Другой крикнул: «Да благословит тебя Бог, Дик, и твою светлость тоже!»
Они странно замолчали, когда Эвери открыла дверцу кареты с изображением запутавшегося якоря. Болито посмотрел на неё и понял, что её губы дрожат, но только он мог это заметить. Её прекрасные тёмные глаза смотрели очень спокойно, даже слишком спокойно; но он понимал, что, по её мнению, они совершенно одни.
«Дорогой из людей». Она не могла продолжать. Даже когда они поцеловались, воцарилась гробовая тишина, словно толпа была слишком поражена, а может быть, слишком опечалена, чтобы издать хоть звук. Когда он сел в экипаж рядом с Эвери, вся улица разразилась ликованием. Гражданские фуражки взлетели в воздух, а два проходивших мимо морских пехотинца сняли свои в знак приветствия.
Она видела, как кучер коснулся кнутом двух лошадей, и колёса застучали по булыжной мостовой. Они всё ещё ликовали, а мальчишки бежали рядом с экипажем, пока тот не набирал скорость. Всё это время он не спускал с неё глаз, пока экипаж не скрылся за углом. Он ни разу не взглянул на окно с балконом, и она была глубоко тронута.
Она вернулась в комнату и, не подходя близко к окну, наблюдала, как расходится толпа, а звук затихал, словно отступающая волна.
Софи ждала ее, ее глаза были устремлены на ее лицо.
«Я была так горда, моя леди. И все эти люди!»
Она кивнула, прижав руку к груди, боясь почти дышать, не в силах поверить, что он ушел.
«Они так делали с бедным Нельсоном». Затем она резко сказала: «Скажи Мэтью, чтобы принес наши вещи».
«Всё, сударыня», — Софи была озадачена. Леди Кэтрин должна была бы возрадоваться или расплакаться. Она не понимала, что высокая, красивая женщина с тёмными волосами и высокими скулами не хотела делиться этим, даже с ней.

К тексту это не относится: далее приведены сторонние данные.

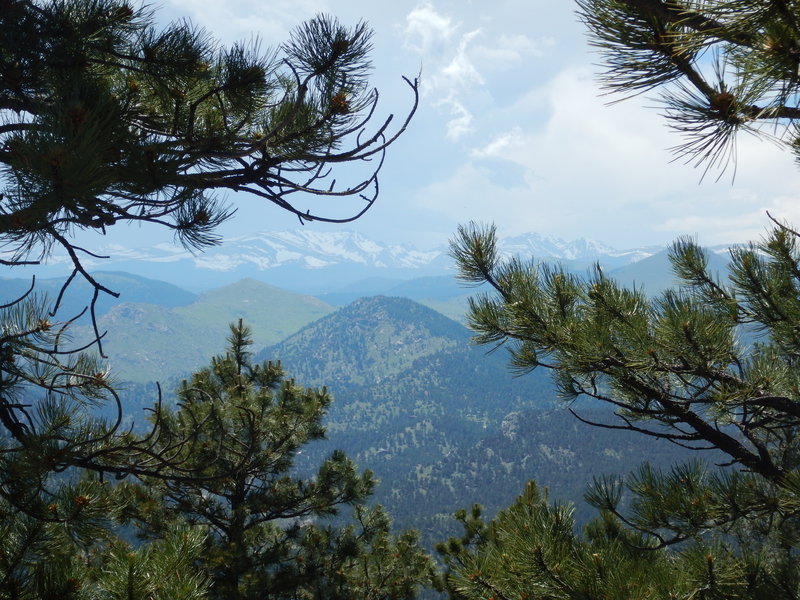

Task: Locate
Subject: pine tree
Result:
[577,0,800,177]
[122,322,431,600]
[0,0,417,512]
[441,0,800,599]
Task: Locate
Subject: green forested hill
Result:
[0,271,197,320]
[75,279,333,382]
[260,297,700,543]
[260,296,469,390]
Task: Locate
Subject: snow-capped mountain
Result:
[32,229,662,291]
[499,233,664,267]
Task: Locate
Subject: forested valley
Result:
[0,0,800,600]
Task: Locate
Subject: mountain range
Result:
[18,228,680,295]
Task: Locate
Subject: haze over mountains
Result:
[18,229,680,294]
[0,231,736,543]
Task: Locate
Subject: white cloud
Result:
[167,0,331,46]
[439,97,473,141]
[417,68,800,247]
[403,2,457,56]
[474,33,555,71]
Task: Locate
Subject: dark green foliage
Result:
[578,0,800,177]
[126,323,430,599]
[437,483,799,600]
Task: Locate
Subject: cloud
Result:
[167,0,330,46]
[439,97,473,141]
[417,68,800,248]
[403,2,458,56]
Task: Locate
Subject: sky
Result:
[120,0,800,249]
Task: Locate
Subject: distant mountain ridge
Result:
[26,228,680,294]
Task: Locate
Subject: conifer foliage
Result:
[439,0,800,599]
[126,322,431,600]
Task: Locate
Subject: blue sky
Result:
[117,0,800,248]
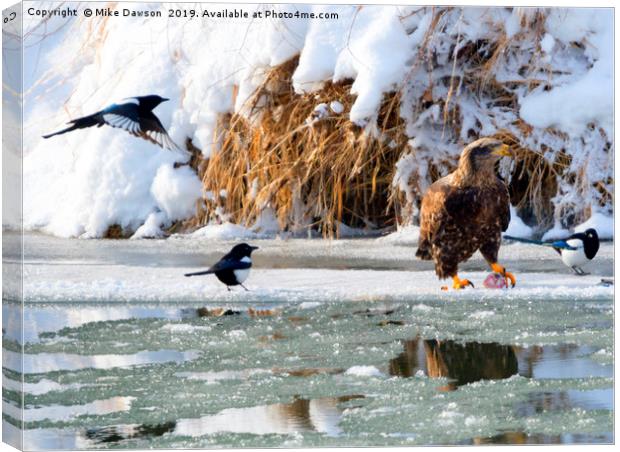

Кэтрин тихо сказала: «Спустись, Софи. Мне нужно кое-что сделать».
Она стояла одна в комнате и смотрела в окно, откуда другая женщина смотрела ему вслед.
«Пусть любовь всегда оберегает тебя», — произнесла она вслух, на мгновение забыв, что сказанное ею было частью гравировки на его медальоне.
Она медленно спустилась по той же лестнице, придерживая юбку одной рукой и глядя прямо перед собой.
Хозяин поклонился ей. «Бог с вами, миледи!»
Она улыбнулась, а затем замерла, когда карета остановилась позади кареты с гербом Болито.
«В чем дело, миледи?» — Мэтью потянулся к ее руке, его круглое, словно яблоко, лицо выражало беспокойство.
Она смотрела на другой вагон, из которого выходила какая-то фигура.
Знакомый сюртук и эполеты, одна рука тянется к руке его дамы, в то время как слуги гостиницы бегут за своими сумками.
«Ничего страшного, Мэтью». Она покачала головой, глядя, как улица и карета окутываются туманом. И добавила с внезапным отчаянием: «Отвези меня домой».
Когда Мэтью поднялся на свой бокс и нажал на тормоз, а рядом с ним сидел охранник с суровым лицом, она наконец повернулась и позволила себе взглянуть на окно. Призраков не было; или они были? Кто-то там наблюдал за её отъездом, всё ещё ожидая корабль, который пришёл слишком поздно?
Софи держала её за руку, как ребёнка. «Тебе лучше, сударыня?»
Она сказала: «Да», внезапно обрадовавшись, что девочка была с ней в долгом путешествии в Фалмут.